My family will be here for the Holidays, and I am so excited to be with them. I recently discovered that I’m not great at getting out of “work mode.” All throughout my education, I would procrastinate completing assignments until the very last hours of the weekend, or I would discuss tasks that were pressurizing or tedious to my peers if I came across them outside of school. In some ways, these tendencies have transferred into my work life (I guess you could call it volunteer life, but I would argue that my position goes a lot deeper). During a recent video chat with Thandi, spokesperson for the Lumos Committee and Director of Global Education at Belmont, she shared with me that it was easy to detect I was carrying around a lot of stress and frustration from work into my personal life. In a wise and gracious manner, she shared with me a few tips on how to preserve my personal life in a time when my work life feels so heavy and complicated. For example, not talking about work outside of work (at least in large increments). Doing that puts me right back into my desk chair. Another tip was to plan out ways to fulfill the rest, adventure, and learning that makes my heart feel whole (in accordance to serving others).I know that I will be able to fully unplug when I am with my family. Counting down the days!
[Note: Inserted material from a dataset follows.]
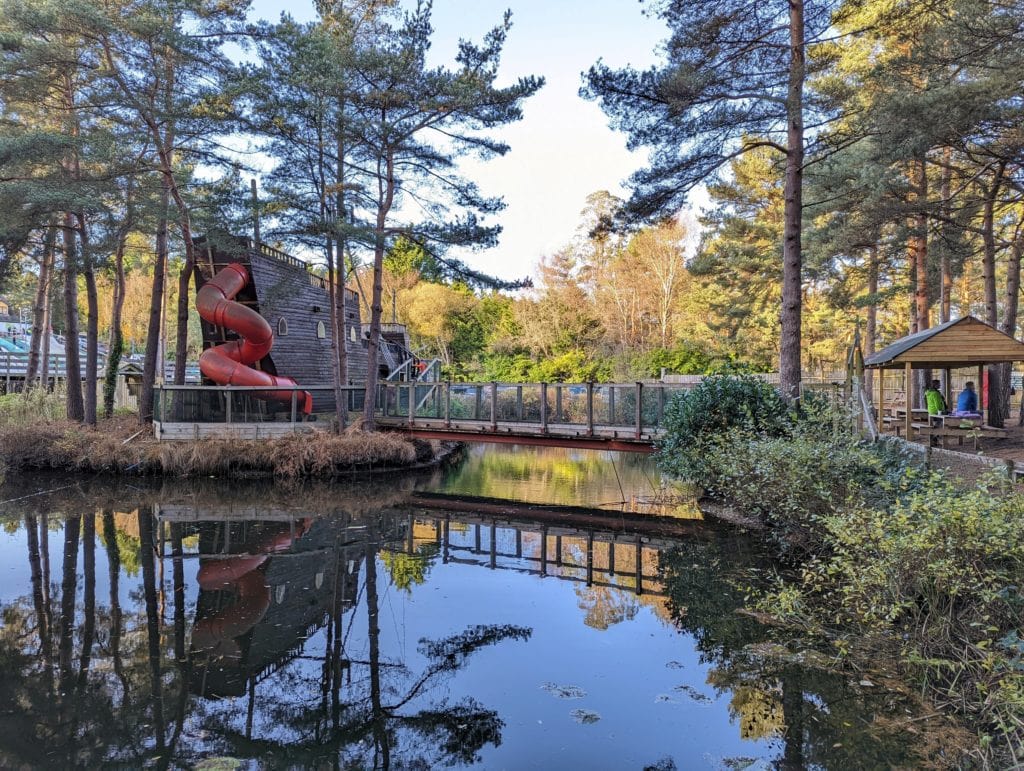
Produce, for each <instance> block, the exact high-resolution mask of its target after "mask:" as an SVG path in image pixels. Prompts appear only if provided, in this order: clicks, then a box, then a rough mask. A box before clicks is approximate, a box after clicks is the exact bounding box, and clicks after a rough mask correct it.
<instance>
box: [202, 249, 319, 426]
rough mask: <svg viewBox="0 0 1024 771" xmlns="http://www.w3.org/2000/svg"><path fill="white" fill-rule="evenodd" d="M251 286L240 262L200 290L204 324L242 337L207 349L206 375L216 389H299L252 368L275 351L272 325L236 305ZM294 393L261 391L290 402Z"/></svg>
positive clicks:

Surprisingly, I haven’t gotten sick from the food here in Thailand yet. I’ve heard all sorts of horror stories from friends who live here or have traveled in Thailand about food poisoning or stomach issues they had while here. Although I haven’t come dealt with food poisoning, I have had my fair share of other sicknesses. I currently have a cold and no voice, and last week I showed up at the hospital looking all cute with one kankle from a bug-bite that became infected. My immune system has definitely been off-balance since I arrived, and I will now focus a good portion of my time away from work to build up my immune system here. I know my last post said “Somebody send me their halloween candy,” but now I beg of you DON’T. Don’t do it! Even if you weren’t thinking about it beforehand, stop thinking about it now! I can’t eat it because I am weak and anymore sugar will compromise my immune system more! STAHHP!!
Thanks for reading and caring! I will write soon.